A poem by Denis Florence MacCarthy

Oh! many bright eyes full of goodness and gladness,
Where the pure soul looks out, and the heart loves to shine,
And many cheeks pale with the soft hue of sadness,
Have I worshipped in silence and felt them divine!
But Hope in its gleamings, or Love in its dreamings,
Ne'er fashioned a being so faultless and fair
As the lily-cheeked beauty, the rose of the Roughty,[1]
The fawn of the valley, sweet Kate of Kenmare!

It was all but a moment, her radiant existence,
Her presence, her absence, all crowded on me;
But time has not ages and earth has not distance
To sever, sweet vision, my spirit from thee!
Again am I straying where children are playing,
Bright is the sunshine and balmy the air,
Mountains are heathy, and there do I see thee,
Sweet fawn of the valley, young Kate of Kenmare!

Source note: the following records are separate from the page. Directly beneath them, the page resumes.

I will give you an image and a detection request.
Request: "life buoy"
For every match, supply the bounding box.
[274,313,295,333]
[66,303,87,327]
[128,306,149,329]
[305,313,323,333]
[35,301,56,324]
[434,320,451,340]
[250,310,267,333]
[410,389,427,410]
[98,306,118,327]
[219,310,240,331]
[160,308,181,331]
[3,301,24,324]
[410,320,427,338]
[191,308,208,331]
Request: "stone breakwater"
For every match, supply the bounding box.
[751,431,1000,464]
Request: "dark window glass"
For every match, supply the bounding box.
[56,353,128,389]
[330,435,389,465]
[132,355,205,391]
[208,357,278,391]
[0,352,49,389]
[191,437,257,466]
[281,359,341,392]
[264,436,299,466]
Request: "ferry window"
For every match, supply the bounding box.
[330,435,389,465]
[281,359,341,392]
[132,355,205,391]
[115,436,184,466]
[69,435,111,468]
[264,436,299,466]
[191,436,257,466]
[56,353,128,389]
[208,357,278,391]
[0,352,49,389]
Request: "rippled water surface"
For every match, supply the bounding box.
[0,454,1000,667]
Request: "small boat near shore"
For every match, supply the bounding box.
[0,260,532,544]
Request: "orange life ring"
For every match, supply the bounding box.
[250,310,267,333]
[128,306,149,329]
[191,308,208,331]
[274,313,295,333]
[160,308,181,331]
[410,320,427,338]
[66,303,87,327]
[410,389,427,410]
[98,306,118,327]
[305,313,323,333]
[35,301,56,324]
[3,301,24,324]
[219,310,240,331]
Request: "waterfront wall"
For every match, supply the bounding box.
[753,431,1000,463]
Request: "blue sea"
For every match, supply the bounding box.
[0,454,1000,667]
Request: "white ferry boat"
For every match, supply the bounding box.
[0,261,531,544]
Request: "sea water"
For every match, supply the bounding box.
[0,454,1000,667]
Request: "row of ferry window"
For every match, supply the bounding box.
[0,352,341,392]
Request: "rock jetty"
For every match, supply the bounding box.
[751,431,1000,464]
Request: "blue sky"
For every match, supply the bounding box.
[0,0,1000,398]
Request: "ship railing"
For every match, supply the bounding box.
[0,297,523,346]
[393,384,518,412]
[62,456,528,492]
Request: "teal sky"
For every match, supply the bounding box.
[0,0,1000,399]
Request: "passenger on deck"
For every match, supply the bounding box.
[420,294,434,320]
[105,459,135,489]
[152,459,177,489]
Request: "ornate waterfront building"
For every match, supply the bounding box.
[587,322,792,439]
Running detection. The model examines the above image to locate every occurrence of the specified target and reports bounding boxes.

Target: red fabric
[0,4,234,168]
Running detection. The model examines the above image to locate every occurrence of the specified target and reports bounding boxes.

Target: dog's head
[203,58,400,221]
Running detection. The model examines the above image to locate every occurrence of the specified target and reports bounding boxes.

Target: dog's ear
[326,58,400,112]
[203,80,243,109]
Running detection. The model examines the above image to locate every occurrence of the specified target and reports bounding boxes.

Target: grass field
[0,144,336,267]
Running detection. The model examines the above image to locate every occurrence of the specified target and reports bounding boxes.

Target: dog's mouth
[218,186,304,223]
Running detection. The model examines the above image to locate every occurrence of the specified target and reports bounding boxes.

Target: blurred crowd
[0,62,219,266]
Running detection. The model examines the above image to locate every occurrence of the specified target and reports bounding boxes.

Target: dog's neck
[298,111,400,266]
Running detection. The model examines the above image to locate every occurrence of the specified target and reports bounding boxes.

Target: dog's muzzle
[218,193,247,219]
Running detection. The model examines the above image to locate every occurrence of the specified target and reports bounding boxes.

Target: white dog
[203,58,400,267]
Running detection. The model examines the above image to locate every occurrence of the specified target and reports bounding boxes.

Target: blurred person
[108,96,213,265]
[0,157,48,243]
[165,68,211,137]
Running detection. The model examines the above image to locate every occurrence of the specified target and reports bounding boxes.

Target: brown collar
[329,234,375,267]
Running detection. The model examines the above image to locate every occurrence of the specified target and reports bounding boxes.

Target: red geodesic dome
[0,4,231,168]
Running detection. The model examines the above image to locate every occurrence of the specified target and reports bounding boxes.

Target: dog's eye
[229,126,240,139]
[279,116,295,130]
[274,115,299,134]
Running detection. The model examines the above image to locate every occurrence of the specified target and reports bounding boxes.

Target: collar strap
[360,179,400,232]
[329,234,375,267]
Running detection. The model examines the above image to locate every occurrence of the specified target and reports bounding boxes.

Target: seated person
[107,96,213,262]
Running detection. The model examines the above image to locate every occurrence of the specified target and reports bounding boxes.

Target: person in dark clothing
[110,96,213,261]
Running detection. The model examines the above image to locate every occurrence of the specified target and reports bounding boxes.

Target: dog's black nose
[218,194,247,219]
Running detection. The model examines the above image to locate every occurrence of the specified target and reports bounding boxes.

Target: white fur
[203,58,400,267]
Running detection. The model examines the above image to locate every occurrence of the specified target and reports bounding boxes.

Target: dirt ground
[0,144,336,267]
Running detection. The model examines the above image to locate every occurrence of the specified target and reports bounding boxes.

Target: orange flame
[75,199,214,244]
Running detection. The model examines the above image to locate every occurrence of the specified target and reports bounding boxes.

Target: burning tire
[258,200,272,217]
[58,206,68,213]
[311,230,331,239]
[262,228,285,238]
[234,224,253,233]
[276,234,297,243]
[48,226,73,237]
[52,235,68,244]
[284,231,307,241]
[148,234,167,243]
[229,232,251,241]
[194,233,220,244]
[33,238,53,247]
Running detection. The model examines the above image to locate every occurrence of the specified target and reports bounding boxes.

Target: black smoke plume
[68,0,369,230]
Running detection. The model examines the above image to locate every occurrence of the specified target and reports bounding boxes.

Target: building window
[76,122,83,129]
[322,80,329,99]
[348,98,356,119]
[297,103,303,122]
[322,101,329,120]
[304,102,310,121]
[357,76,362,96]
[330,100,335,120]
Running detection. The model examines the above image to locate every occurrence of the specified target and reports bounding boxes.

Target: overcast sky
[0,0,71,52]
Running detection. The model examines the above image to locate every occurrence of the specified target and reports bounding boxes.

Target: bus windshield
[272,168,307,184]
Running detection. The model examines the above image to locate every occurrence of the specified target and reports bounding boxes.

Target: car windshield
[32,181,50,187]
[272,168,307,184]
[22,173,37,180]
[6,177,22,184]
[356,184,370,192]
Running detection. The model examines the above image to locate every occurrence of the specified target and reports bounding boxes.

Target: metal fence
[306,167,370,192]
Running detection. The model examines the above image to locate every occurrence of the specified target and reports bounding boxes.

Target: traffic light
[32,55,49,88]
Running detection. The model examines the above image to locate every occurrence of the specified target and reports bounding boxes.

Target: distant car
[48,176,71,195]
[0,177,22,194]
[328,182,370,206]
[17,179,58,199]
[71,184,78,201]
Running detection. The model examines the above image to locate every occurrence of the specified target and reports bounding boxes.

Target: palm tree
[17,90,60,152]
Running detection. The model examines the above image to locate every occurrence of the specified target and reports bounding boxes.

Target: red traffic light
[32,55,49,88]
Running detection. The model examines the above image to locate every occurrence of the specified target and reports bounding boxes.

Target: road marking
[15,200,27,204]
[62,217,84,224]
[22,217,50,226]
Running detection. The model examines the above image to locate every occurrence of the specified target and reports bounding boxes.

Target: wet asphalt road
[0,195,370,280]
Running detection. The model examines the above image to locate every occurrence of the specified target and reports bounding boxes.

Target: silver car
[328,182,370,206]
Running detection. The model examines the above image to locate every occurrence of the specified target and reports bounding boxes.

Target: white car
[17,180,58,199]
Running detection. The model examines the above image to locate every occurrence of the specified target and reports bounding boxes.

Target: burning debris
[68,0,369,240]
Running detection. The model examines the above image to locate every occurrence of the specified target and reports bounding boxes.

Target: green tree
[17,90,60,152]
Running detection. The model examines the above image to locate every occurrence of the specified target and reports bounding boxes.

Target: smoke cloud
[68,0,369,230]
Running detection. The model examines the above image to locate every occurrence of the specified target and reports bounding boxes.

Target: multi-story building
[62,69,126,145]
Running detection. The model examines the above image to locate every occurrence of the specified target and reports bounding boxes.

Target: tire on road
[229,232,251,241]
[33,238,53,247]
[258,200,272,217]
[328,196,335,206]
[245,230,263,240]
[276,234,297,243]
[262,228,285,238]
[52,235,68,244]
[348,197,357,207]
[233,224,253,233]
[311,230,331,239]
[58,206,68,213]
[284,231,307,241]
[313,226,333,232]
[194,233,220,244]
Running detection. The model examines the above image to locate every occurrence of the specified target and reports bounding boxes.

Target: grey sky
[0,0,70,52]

Thine arbutus beareth full many a cluster
Of white waxen blossoms like lilies in air;
But, oh! thy pale cheek hath a delicate lustre
No blossoms can rival, no lily doth wear;
To that cheek softly flushing, thy lip brightly blushing,
Oh! what are the berries that bright tree doth bear?
Peerless in beauty, that rose of the Roughty,
That fawn of the valley, sweet Kate of Kenmare!

O Beauty! some spell from kind Nature thou bearest,
Some magic of tone or enchantment of eye,
That hearts that are hardest, from forms that are fairest,
Receive such impressions as never can die!
The foot of the fairy, though lightsome and airy,[2]
Can stamp on the hard rock the shapes it doth wear;
Art cannot trace it, nor ages efface it:
And such are thy glances, sweet Kate of Kenmare!

To him who far travels how sad is the feeling,
How the light of his mind is o'ershadowed and dim,
When the scenes he most loves, like a river's soft stealing,
All fade as a vision and vanish from him!
Yet he bears from each far land a flower for that garland
That memory weaves of the bright and the fair;
While this sigh I am breathing my garland is wreathing,
And the rose of that garland is Kate of Kenmare!

In lonely Lough Quinlan in summer's soft hours,
Fair islands are floating that move with the tide,
Which, sterile at first, are soon covered with flowers,
And thus o'er the bright waters fairy-like glide.
Thus the mind the most vacant is quickly awakened,
And the heart bears a harvest that late was so bare,
Of him who in roving finds objects of loving,
Like the fawn of the valley, sweet Kate of Kenmare!

Sweet Kate of Kenmare! though I ne'er may behold thee,
Though the pride and the joy of another thou be,
Though strange lips may praise thee, and strange arms enfold thee,
A blessing, dear Kate, be on them and on thee!
One feeling I cherish that never can perish--
One talisman proof to the dark wizard care--
The fervent and dutiful love of the Beautiful,
Of which thou art a type, gentle Kate of Kenmare!